|Faridah Nangobi and her family on their sugarcane farm in Kamuli, Uganda/Credit: Send a Cow|
From coffee in Vietnam to sugar in Uganda, governments in developing countries have over the past decades pushed farmers to grow cash crops: they are important to the national economy and they provide jobs. This might be a good idea for farmers who have enough land to grow a variety of crops, but it actually harms smallholders.
Many farmers in developing countries own just a few acres of land, which means that most of their plot, often all of it, is dominated by the cash crop. This dependency on just one crop leaves them vulnerable to crop failures and any fall in the price of commodities. The lack of biodiversity also has a negative impact on the environment.
In addition, because smallholder farmers are no longer growing their own food, the region faces severe shortages and food has to be brought in from other parts of the country at high prices. The money the farmers do make from the cash crop is often not enough to feed their families.
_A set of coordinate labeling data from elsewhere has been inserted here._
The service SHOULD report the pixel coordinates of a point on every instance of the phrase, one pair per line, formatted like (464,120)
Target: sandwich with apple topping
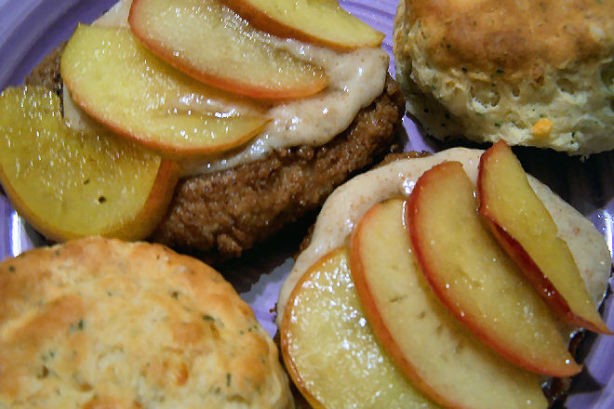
(447,281)
(207,128)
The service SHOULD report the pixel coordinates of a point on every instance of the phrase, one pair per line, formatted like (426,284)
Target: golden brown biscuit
(531,73)
(99,323)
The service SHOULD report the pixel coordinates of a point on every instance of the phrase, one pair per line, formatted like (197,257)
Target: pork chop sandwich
(452,280)
(257,124)
(102,323)
(530,73)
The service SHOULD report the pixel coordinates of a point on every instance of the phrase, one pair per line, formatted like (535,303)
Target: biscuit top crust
(99,323)
(514,38)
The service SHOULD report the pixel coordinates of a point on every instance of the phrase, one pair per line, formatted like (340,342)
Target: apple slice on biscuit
(321,22)
(473,276)
(434,350)
(211,43)
(329,349)
(525,229)
(126,88)
(71,184)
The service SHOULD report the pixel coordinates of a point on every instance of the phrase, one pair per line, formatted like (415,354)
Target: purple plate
(30,29)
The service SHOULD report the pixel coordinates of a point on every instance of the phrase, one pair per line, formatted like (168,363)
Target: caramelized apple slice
(526,230)
(474,277)
(121,85)
(70,184)
(321,22)
(434,350)
(329,349)
(211,43)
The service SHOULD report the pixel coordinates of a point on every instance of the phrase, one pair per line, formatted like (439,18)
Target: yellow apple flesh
(321,22)
(211,43)
(473,276)
(434,350)
(129,90)
(69,184)
(526,230)
(329,349)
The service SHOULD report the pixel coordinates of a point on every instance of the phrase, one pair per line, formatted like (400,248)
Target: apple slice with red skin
(433,349)
(473,276)
(329,350)
(121,85)
(70,184)
(525,229)
(321,22)
(213,44)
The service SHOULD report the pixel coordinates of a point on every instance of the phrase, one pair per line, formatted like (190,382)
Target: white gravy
(355,80)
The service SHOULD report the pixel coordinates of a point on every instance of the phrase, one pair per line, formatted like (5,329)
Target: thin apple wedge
(473,276)
(136,95)
(213,44)
(321,22)
(69,184)
(329,349)
(525,229)
(434,350)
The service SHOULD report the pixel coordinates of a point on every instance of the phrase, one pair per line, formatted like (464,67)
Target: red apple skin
(516,251)
(535,360)
(236,84)
(541,283)
(264,22)
(418,332)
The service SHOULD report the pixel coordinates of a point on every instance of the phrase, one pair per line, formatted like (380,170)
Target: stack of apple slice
(186,78)
(436,299)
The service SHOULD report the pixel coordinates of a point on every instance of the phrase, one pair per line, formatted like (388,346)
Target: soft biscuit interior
(355,79)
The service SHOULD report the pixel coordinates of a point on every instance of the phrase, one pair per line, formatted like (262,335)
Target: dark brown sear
(219,215)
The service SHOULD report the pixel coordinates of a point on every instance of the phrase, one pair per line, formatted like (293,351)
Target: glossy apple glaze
(355,79)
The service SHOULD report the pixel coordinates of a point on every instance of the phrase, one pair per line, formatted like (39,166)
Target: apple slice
(211,43)
(434,350)
(524,227)
(473,276)
(329,350)
(321,22)
(70,184)
(129,90)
"My children have nothing to eat. My baby just cries and cries. I’m forced to give her vodka so she can sleep,’’ says Faridah Nangobi, cradling her one-year-old baby inside her thatched hut. Like most farmers in Uganda’s Kamuli district, she is growing sugarcane with her husband on their small plot. Outside, her other children stand under a mango tree gnawing on sugarcane. The desperation with which they crush the canes shows that they are not chewing for pleasure: it is their only meal of the day.
“Uganda must enact a policy to limit smallholder farmers from growing sugarcane as it has been shown not improve their lives,” says Patrick Sambaga, Uganda Country Director for Send a Cow, a small international development charity, working with farmers to strengthen the local economy and help them grow nutritious food and build greater gender equality.
“Smallholder farmers must concern themselves with crops that bring in regular income for health care, school fees and food security,” Sambaga adds. “We encourage farmers to grow high value crops like citrus fruits, mangoes, kale, tomatoes, amaranth, garlic, potatoes, passion fruits, and at all times, keep small livestock such as ducks, chicken, rabbits and goats if they cannot keep cows.”